2 posts tagged “food”
Heard of Molecular Gastronomy? How about Violent Gastronomy?
Chefs around the world are constantly seeking out inspired ways of creating new flavor sensations in our foods. If we ever had an Honorable Mention award in the culinary arena, this new product would be the winner.
Ladies and Gentlemen, I invite you to take a journey with me. You're a game hunter. You've woken up early in the morning, packed your biggest gun and your sharpest knives, and driven with your dog and your best buddies to your local wilderness in search of anything with fur or feathers and a heartbeat. Hours you've sat, in the grass or in a tree, and finally you spot it.
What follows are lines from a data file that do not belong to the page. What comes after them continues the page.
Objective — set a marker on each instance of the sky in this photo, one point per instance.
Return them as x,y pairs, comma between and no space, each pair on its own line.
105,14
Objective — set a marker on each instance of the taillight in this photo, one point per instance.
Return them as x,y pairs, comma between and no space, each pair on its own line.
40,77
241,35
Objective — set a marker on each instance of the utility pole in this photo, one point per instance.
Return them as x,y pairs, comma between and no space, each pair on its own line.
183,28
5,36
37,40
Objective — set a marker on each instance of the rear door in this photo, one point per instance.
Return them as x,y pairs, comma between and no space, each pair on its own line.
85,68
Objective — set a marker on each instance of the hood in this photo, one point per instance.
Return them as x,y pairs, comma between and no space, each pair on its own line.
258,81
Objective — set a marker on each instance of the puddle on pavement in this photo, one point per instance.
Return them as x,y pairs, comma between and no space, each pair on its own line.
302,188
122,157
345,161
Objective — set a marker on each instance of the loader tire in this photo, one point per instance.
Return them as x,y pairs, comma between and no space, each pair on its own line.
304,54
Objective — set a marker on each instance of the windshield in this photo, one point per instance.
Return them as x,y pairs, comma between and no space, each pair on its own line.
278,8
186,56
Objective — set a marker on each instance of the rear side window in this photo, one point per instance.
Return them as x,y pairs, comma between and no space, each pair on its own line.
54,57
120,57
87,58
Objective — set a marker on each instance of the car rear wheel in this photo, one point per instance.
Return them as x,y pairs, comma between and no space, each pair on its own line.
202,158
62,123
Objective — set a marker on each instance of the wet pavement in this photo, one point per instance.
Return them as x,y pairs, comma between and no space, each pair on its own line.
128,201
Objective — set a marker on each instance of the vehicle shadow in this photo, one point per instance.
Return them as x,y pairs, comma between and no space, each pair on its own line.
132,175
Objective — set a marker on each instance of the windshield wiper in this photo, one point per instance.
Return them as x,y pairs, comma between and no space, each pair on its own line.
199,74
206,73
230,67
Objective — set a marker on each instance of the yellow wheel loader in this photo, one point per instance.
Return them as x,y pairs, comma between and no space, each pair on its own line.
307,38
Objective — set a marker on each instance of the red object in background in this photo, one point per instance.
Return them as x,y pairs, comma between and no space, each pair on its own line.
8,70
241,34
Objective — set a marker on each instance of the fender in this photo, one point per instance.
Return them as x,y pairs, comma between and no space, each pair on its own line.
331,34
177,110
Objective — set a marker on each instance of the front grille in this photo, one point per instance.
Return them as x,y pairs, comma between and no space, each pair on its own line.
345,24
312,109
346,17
You shoot it, the dog retrieves, and smack in the middle of a field dressing you think - gosh I wish I didn't have to put time and effort into seasoning this little bastard.
And thus Season Shot was born.
It's quite simple really. Instead of using elementary metals to make buckshot, you tightly pack the seasoning of your choice into a hydrocolloid shell that is the same size and shape as buckshot. Still hard enough to pierce the flesh, yet gentle enough to sink your teeth right into. See, the hydrocolloid melts in the presence of heat, so when you roast the meat, the shell goes away and the flavor's here to stay. (I know, I know. I should be in marketing.)
The folks at Season Shot (all hunters, by the way) have outlined the pure simplicity and the sheer genius of this idea.
Need a basil-flavored turkey for Thanksgiving. BLAM! How about tarragon? BOOM! And for those budding hunters-turned-culinary artists, you could always have your buddies each load up a different flavor and play target practice on the same bird. Hell, there may not be much meat left, but oh the flavor! Why do I get the feeling that it all tastes just a liiiiiiiiittle smokey?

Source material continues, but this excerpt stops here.